The 0.5 sensitivity for SLAP lesions is low and suggests that MRA cannot be relied upon solely for this diagnosis. However, the available evidence on the accuracy of MRA in diagnosing SLAP lesions is conflicting with two studies reporting sensitivity and specificity as high as 0.89 and 0.91 respectively [24, 26]. On the other hand, an alternative study reports a sensitivity of 0.38 after unenhanced MRI [27]. The results from this study suggest that MRA might not be as accurate at diagnosing SLAP lesions as has been reported previously. The specificity and positive predictive values of MRA were lowest for diagnosing GHL and rotator cuff injuries. These findings are supported by a previous study of 18 patients where 13 GHL and 4 rotator cuff injuries reported on MRA were not subsequently present at arthroscopy [18]. Therefore, potentially, patients are undergoing unnecessary surgical intervention because of these false-positive results from the MRA.

In addition, failure of MRA to demonstrate associated injuries in 8 patients (13 %) is a concern: soft-tissue Bankart (5 %), SLAP (5 %) and osseous Bankart lesions (3 %). Surgeons may be basing their management decisions on inaccurate MRA findings, leading to incorrect treatment. This highlights the importance of history and clinical examination findings in these patients. Young patients who plan to return to a high level of physical activity have a high rate of recurrence [47]; in the absence of osseous lesions a primary diagnostic arthroscopy proceeding to surgical intervention may be an acceptable approach as a negative MRA does not exclude predisposing injuries to recurrence.

The study does have limitations. Both patients with primary and recurrent shoulder dislocations are included, the frequency and severity of associated injuries may vary between the two groups, affecting the results. A large number of radiologists and surgeons were involved in reporting their findings and a variation in interpretation and documentation may have been present. Arthroscopy has been used as the gold standard for comparison in this study, but identification with this technique is not faultless and failure of the surgeon to accurately document findings may further reduce the accuracy of arthroscopic findings. Nine patients were excluded as operation notes could not be located and this reduced the external validity of the results.
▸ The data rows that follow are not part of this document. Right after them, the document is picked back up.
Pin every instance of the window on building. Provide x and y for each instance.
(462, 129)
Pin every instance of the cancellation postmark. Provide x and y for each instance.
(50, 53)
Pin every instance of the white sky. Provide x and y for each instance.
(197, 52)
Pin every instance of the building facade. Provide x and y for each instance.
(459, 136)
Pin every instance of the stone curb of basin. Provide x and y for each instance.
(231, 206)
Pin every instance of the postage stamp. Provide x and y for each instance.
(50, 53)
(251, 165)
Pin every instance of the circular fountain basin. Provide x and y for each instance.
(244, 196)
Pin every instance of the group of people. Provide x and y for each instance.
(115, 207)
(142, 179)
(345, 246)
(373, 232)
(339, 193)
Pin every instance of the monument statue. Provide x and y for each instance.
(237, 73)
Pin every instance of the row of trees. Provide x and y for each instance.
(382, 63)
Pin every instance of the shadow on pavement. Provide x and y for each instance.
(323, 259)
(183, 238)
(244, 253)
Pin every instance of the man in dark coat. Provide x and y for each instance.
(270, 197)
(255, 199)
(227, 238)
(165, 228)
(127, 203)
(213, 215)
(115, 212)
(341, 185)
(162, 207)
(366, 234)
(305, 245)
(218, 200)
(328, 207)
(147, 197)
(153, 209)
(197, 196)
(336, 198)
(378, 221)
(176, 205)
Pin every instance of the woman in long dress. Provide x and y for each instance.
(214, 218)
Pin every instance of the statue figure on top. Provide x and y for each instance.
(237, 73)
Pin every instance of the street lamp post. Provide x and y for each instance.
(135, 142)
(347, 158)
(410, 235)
The variable time from MRA to surgery (range 1–14 months) may have allowed for further injuries to have occurred in these patients who are prone to recurrent dislocation and thus under-diagnosis on MRA. This may reflect the current differing practice of surgeons regarding the threshold for obtaining MRA after dislocations.

Conclusion

Magnetic resonance angiography has a high sensitivity when used to identify associated injuries in shoulder dislocation, although in 13 % arthroscopy identified an additional injury. The overall strength of agreement between MRA and arthroscopic findings was good, but identification of GHL and rotator cuff injuries was only moderate. Although the use of MRI for the investigation of shoulder instability is increasing, caution should be exercised as inaccuracies in interpretation are not uncommon.